UPA Reactor skipping "READY"

Joe.Ferraro · August 2016

Occasionally after calling rsslReactorConnect, after the call completes, the worker thread waiting on the select will start to return, resulting in calls to rsslReactorDispatch and calls to the channel event callback routine.

Normally, the callback will be called with the channelEventType RSSL_RC_CET_CHANNEL_UP followed by RSSL_RC_CET_CHANNEL_READY.
At this point, the connection can be used to send queries.

In the error case howver, this is NOT happening. The RSSL_CET_RC_CHANNEL_UP events IS RECEIVED, but the RSSL_RC_CHANNEL_READY event *NEVER ARRIVES*.
Instead, after some time an RSSL_RC_CET_CHANNEL_RECONNECTING event arrives following a few passes through select/rsslReactorDispatch.
After a 1 or more RECONNECTING events, the reactor will once again invoke the callback with a RSSL_RC_CHANNEL_UP, followed by more select/rsslDispatch cycles and 1 or more RSSL_RC_CET_RECONNECTING events and the whole thing repeats.

Is this normal behavior, the result of misuse of the reactor by my code or a bug in the reactor.

Currently the only way my program can recover from this UP/RECONNECTING endless cycles is to manually restart it.
If this beahavior is part of the normal pattern of communications, that is NEVER getting a READY event, what needs to be done to successfully establish a usable connection to the reactor?

Thanks

Joe.Ferraro · September 2016

This problem is caused by the same issue described in the Question:
"Calling ETA Reactor rsslReactorConnect in tight loop to stress test corrupts reactor"

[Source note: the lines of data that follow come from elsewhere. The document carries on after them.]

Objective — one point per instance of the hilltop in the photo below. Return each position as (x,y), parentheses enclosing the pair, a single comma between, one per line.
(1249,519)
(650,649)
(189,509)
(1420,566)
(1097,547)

The simple answer is that the rsslReactorConnect requires that the pointers to the structures it is passed must exist beyond the lifetime of the method making the call.
This means that if the structures are on the stack when the call is made, by the time the reactor services it (raector worker thread), the data may have been overwritten due to stack reuse.

jim.carroll · August 2016

Try looking at the reconnecting RsslReactorChannelEvent's RsslErrorInfo. It should be present and should contain error text which may help identify the cause.

For example, if the error text was "Connection reset by peer," it would likely indicate that the server closed your connection for some reason.

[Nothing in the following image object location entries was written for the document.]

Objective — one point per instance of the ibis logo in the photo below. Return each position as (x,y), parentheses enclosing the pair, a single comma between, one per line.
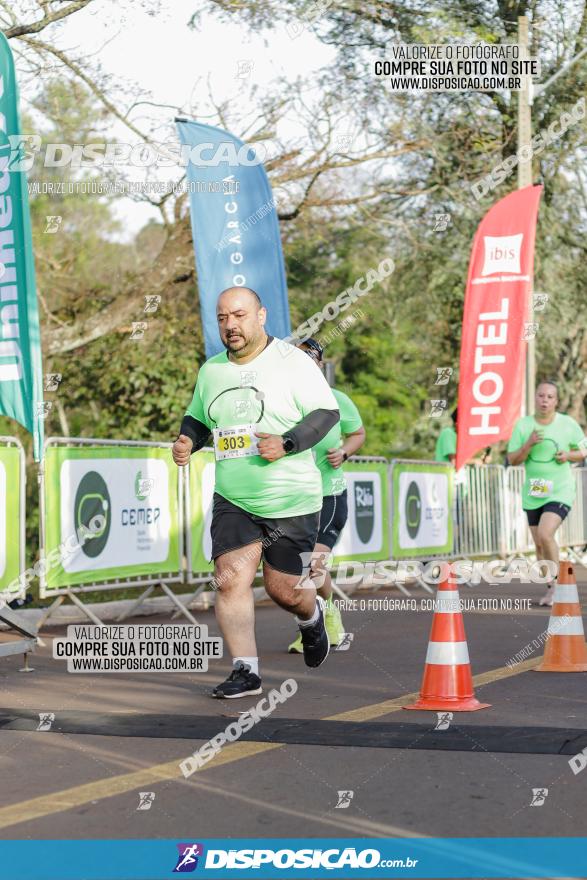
(364,509)
(502,254)
(92,500)
(413,509)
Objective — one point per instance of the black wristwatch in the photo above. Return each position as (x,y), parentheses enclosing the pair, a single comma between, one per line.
(288,444)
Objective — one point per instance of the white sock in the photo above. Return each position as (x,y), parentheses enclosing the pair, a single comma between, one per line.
(312,620)
(251,662)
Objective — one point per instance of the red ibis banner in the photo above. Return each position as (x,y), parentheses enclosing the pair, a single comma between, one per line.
(493,344)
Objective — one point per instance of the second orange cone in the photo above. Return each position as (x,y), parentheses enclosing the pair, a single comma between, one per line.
(565,649)
(447,683)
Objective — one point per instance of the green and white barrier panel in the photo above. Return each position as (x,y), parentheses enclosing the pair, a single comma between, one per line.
(111,517)
(421,521)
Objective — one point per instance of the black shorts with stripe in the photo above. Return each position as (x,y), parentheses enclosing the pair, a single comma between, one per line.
(333,517)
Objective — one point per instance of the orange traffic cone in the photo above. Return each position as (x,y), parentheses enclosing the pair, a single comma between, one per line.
(447,681)
(565,649)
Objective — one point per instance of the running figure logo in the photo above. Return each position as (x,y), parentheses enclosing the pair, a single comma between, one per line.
(46,719)
(146,799)
(345,643)
(444,719)
(187,859)
(539,795)
(344,799)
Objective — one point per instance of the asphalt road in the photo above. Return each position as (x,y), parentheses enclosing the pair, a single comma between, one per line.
(116,735)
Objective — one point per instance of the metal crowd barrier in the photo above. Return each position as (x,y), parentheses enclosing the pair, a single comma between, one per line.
(488,516)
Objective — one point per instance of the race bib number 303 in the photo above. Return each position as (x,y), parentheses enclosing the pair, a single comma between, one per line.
(235,442)
(540,488)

Joe.Ferraro · September 2016

This is what is happening in a loop:

Sep 02 12:30:29.345 : Channel UP, pReactorChannel: 0x605E0000F080, socket: 20

12:30:29.345 Channel down, RECONNECTING, pReactorChannel: 0x605E0000F080, socket:20, reason: errcode: SUCCESS, errtext: <Impl/ripcsrvr.c:6868> Error:1002 ripcRead() failure. Connection reset by peer (ret: -1, sys: 0), location: Reactor/Impl/rsslReactor.c:2993

Or, put another back into the structure:
RsslErrorInfo {

rsslErrorInfoCode = RSSL_EIC_SUCCESS
RsslError {
rsslErrorId = -1
sysError = 0
text = "<Impl/ripcsrvr.c:6868> Error: 1002 ripcRead() failure. Connection reset by peer"
}
errorLocation = "Reactor/Impl/rsslReactor.c:2993
}

Looking at the rsslReactor.c:2993 shows the 'default' case in the switch

This loops until I kill the process.
How can I recover from this?
Since the RsslErrorInfo.RsslErrorInfoCode is set to SUCCESS ?!, it would appear that the reactor is reporting that the condition has been handled.

As a result, would the program have to inspect the RsslErrorInfo.RsslError.text or RsslErrorInfo.RsslError.rsslErrorId determine that an error occurred?

Or possibly just count the number of times an UP/RECONNECTED occurs with no other intervening events, and then close the connection and try to reestablish it?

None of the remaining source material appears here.